Une atteinte des reins peut évoluer pendant des années sans faire mal, ni vraiment se voir. C’est tout le problème : quand les symptômes deviennent évidents, les reins ont parfois déjà perdu une grande partie de leur capacité et la dialyse se profile. Repérer quelques signes d’alerte, même discrets, permet au médecin de demander les bons examens avant qu’il ne soit trop tard.

Les reins filtrent le sang en continu, régulent la tension, fabriquent des hormones. Quand cette mécanique se dérègle, la maladie rénale chronique s’installe souvent en silence. Le dictionnaire médical VIDAL rappelle que les premiers symptômes cliniques peuvent apparaître autour de 25 % de fonction rénale restante seulement. Entre petites alertes et vraies urgences, le tri n’est pas toujours simple.

Pourquoi l’atteinte rénale passe souvent inaperçue

Dans les premiers stades, la perte de néphrons est compensée par ceux qui restent, sans douleur ni gêne particulière. Le Centre hospitalier universitaire vaudois explique que l’insuffisance rénale devient visible vers un débit de filtration glomérulaire (DFG) inférieur à 60 ml/min, mais que le patient peut se sentir « en forme » alors que les reins fatiguent déjà. Résultat : beaucoup de diagnostics tombent lors d’une simple prise de sang de routine.

Selon l’Assurance maladie, on parle de maladie rénale chronique quand le DFG reste sous 60 ml/min/1,73 m² pendant au moins trois mois, ou en cas d’albuminurie ou de protéinurie persistante à l’analyse d’urines. Les personnes diabétiques, hypertendues, ou avec antécédent familial de maladie rénale ont donc intérêt à faire contrôler régulièrement leur tension et leurs examens biologiques, même sans symptôme.

Atteinte des reins : 7 signes d’alerte à ne pas ignorer

Ces signaux ne prouvent pas à eux seuls une insuffisance rénale, mais leur persistance doit amener à en parler avec un médecin, en particulier s’ils se cumulent ou surviennent sur un terrain à risque.

1. Changements dans les urines : urines très foncées, troubles, mousseuses, ou quantité qui diminue franchement.

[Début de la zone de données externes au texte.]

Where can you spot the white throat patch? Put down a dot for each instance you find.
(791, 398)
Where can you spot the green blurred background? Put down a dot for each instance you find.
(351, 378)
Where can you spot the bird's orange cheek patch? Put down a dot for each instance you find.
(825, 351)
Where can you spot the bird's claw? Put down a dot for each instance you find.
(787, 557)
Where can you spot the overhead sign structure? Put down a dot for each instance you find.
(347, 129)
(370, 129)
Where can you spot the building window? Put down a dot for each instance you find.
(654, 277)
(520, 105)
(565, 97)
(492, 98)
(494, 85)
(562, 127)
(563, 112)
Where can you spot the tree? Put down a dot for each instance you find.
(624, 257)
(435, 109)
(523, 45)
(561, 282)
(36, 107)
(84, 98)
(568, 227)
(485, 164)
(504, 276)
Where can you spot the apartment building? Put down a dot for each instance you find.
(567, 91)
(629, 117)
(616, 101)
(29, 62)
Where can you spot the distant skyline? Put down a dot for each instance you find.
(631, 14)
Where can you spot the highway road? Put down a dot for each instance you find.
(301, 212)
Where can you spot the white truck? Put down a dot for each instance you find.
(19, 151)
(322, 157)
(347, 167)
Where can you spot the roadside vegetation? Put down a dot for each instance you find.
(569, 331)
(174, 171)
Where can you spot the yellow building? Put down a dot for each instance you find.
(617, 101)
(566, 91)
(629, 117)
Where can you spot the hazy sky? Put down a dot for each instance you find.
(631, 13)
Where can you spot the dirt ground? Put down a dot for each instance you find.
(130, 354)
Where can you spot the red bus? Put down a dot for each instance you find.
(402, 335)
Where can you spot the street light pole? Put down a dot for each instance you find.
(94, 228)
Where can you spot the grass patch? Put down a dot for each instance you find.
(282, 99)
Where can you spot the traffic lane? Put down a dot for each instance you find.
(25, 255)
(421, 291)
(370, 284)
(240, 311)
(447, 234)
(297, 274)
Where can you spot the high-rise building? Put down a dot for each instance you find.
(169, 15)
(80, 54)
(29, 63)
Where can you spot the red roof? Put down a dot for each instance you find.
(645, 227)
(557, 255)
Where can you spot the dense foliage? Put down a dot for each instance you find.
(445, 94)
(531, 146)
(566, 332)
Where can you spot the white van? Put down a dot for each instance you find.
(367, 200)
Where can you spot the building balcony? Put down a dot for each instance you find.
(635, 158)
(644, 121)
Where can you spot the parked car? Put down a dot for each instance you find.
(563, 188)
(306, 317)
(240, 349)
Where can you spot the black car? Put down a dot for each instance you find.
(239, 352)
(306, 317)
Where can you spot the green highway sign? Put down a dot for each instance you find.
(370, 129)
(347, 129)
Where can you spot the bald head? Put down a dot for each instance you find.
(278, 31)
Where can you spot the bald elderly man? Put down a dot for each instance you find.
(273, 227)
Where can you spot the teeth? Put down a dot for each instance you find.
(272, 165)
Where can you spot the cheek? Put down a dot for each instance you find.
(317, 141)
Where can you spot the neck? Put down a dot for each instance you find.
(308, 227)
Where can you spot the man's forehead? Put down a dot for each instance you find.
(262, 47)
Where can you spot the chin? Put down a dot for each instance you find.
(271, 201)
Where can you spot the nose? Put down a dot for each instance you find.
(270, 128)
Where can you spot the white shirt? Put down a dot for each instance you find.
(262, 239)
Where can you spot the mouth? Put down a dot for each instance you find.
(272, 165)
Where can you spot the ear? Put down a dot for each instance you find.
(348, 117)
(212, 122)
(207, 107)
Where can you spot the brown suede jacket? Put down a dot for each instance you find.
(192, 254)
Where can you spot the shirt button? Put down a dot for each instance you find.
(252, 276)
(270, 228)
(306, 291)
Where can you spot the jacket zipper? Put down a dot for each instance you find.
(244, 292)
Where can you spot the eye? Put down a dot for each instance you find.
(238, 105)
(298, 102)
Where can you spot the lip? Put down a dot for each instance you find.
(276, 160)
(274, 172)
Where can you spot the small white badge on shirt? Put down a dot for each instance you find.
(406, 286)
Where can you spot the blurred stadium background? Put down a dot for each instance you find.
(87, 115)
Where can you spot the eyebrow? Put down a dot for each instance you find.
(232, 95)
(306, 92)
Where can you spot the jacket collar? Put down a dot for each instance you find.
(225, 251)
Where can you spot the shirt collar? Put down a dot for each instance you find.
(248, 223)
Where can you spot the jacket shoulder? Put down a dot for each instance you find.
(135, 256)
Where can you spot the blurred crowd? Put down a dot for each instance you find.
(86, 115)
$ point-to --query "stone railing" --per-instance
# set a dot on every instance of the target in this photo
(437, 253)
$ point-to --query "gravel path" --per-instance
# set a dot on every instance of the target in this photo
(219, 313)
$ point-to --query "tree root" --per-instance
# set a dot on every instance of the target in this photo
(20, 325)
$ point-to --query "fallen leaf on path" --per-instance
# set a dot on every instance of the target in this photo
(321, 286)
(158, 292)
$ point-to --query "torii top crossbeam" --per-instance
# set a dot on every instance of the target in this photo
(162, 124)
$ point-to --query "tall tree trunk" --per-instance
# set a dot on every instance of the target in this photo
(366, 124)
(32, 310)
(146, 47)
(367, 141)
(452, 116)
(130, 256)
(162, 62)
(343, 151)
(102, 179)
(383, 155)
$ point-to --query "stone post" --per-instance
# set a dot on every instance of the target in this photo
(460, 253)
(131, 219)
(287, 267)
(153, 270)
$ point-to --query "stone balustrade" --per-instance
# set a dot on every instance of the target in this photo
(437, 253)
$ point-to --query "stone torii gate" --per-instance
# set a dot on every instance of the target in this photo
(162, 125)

Cela peut évoquer une protéinurie ou une hématurie et justifie une analyse d’urines.

2. Œdèmes : gonflement des chevilles, des jambes ou du visage, surtout le soir, avec marques de chaussettes qui s’impriment. Les reins éliminent moins bien l’eau et le sel.

3. Fatigue inhabituelle et essoufflement : une anémie liée au manque d’érythropoïétine produite par le rein peut provoquer manque de souffle et baisse d’énergie.

4. Hypertension artérielle : une tension qui reste au-dessus de 140/90 mmHg à plusieurs reprises peut être à la fois cause et conséquence d’une maladie rénale chronique.

5. Nausées, vomissements, perte d’appétit : quand les toxines s’accumulent dans le sang, des troubles digestifs apparaissent, en général à un stade plus avancé.

6. Démangeaisons persistantes : une peau qui gratte sans éruption évidente peut refléter une accumulation de déchets métaboliques non éliminés par les reins.

7. Crampes, impatiences dans les jambes, troubles du sommeil : ces signes sont peu spécifiques, mais ils sont fréquents dans l’insuffisance rénale chronique décrite par VIDAL.

Quels examens demander et quand parler d’urgence

En pratique, le duo clé reste analyse d’urines et prise de sang. L’Assurance maladie détaille que la recherche d’albuminurie, de protéinurie ou d’hématurie à l’examen d’urines permet de repérer une atteinte très précoce. La créatinine sanguine sert ensuite à estimer le DFG selon la formule CKD-EPI, et un contrôle à trois mois confirme ou non la chronicité. En cas d’anomalies, le médecin généraliste peut adresser à un néphrologue pour adapter traitement, surveiller la tension et retarder au maximum dialyse ou transplantation.

L’association française d’urologie Urofrance recommande de consulter en urgence si plusieurs signes se combinent : fatigue extrême avec essoufflement, perte d’appétit marquée, œdèmes importants, diminution brutale de la quantité d’urines ou absence totale de miction. Devant ce tableau, surtout chez une personne déjà suivie pour diabète ou hypertension, l’appel au 15 ou le passage direct aux urgences se discute sans attendre le rendez-vous programmé.